NETWORK, the national Catholic social justice lobby, helps you tell your Senators to expand and make permanent both the Earned Income Tax Credit and the Child Tax Credit. Why? Because, unlike the multitudinous tax credits corporations get for doing nothing or doing things they're already doing, the EITC and the CTC actually help working families, and in helping working families they help the economy as well. It may be no coincidence that Pope Francis is coming to town in mid-September, right about when Congress will be deciding matters concerning tax relief; I doubt that Congress has heard and digested the Pope's repeated criticisms of world poverty, but it'll be nice to have him around, spreading the word -- especially if right-wing haters start spouting off about how 47% of American don't pay any taxes due to the EITC and CTC. All of those Americans pay payroll taxes, sales taxes, state income taxes, and the like, but why tell the whole truth when you can punch some poor people? (NETWORK also advises you to call 1.888.410.0619 and actually speak to your Senator's office about the matter; certainly they'll take more notice if they get a phone call.)

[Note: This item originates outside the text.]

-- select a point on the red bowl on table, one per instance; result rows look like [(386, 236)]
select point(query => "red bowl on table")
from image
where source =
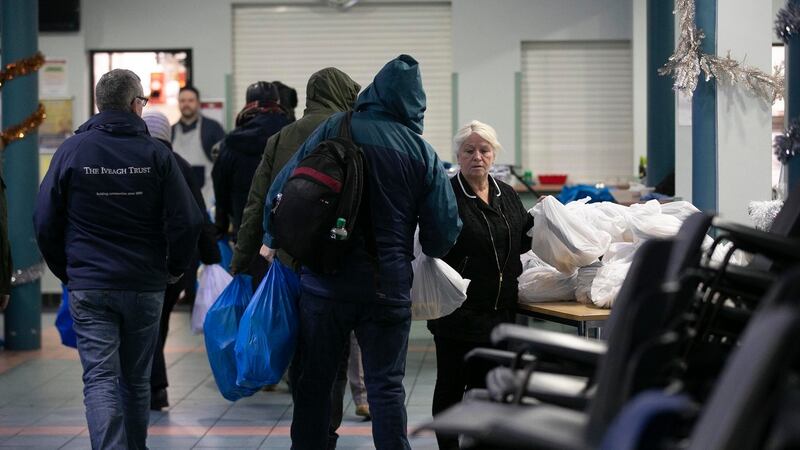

Meanwhile, H.R. 3164/S. 1832, the Pay Workers a Living Wage Act, would gradually raise the federal minimum wage to $15/hour over the next four years, and would provide for further annual increases based on increases in the median wage of all Americans (which, as I said before, would be really good some years and really bad in others; I would still prefer indexing the increases to inflation). The bill would also hike tipped employees' wages, though rather more gradually than everyone else's; perhaps the bill's authors (Rep. Ellison in the House and Sen. Sanders in the Senate) included that part as a concession to restauranteurs, though of course I wouldn't make such concessions until, you know, negotiations have actually begun. Still, the Pay Workers a Living Wage Act is considerably better than the Democrats' other offering on the minimum wage, the Raise the Wage Act (H.R. 2150/S. 1150), which would gradually raise the minimum wage to $12/hour over the same period. I guess it's good that they're shooting higher. CREDO helps you tell your Congressfolk to support the Pay Workers a Living Wage Act.
Finally, if you've missed previous opportunities to tell your Congressfolk to support H.R. 3065/S. 1779, the Financial Services Conflict of Interest Act, then CREDO still helps you do that. The bill would slow the "revolving door" between the financial sector and our government, by preventing corporations from handing out bonuses or other compensation packages to employees who go off to work for our government, since that seems the very definition of the "conflict of interest." If you know that Citigroup paid Jack Lew a $1 million bonus for getting a government regulatory gig in 2009, you know this is a problem -- after all, banksters don't hand out bonuses like that because they expect you'll be extra hard on them when matters concerning them come before you. Naturally, the destroy-all-regulations-at-all-costs crowd will smile and tell us that banksters are the only people who understand the system, therefore they're the people you should put in charge of regulating it. You recognize that, right? It's a hostage situation -- put the fox in charge of the henhouse, or the hens get it!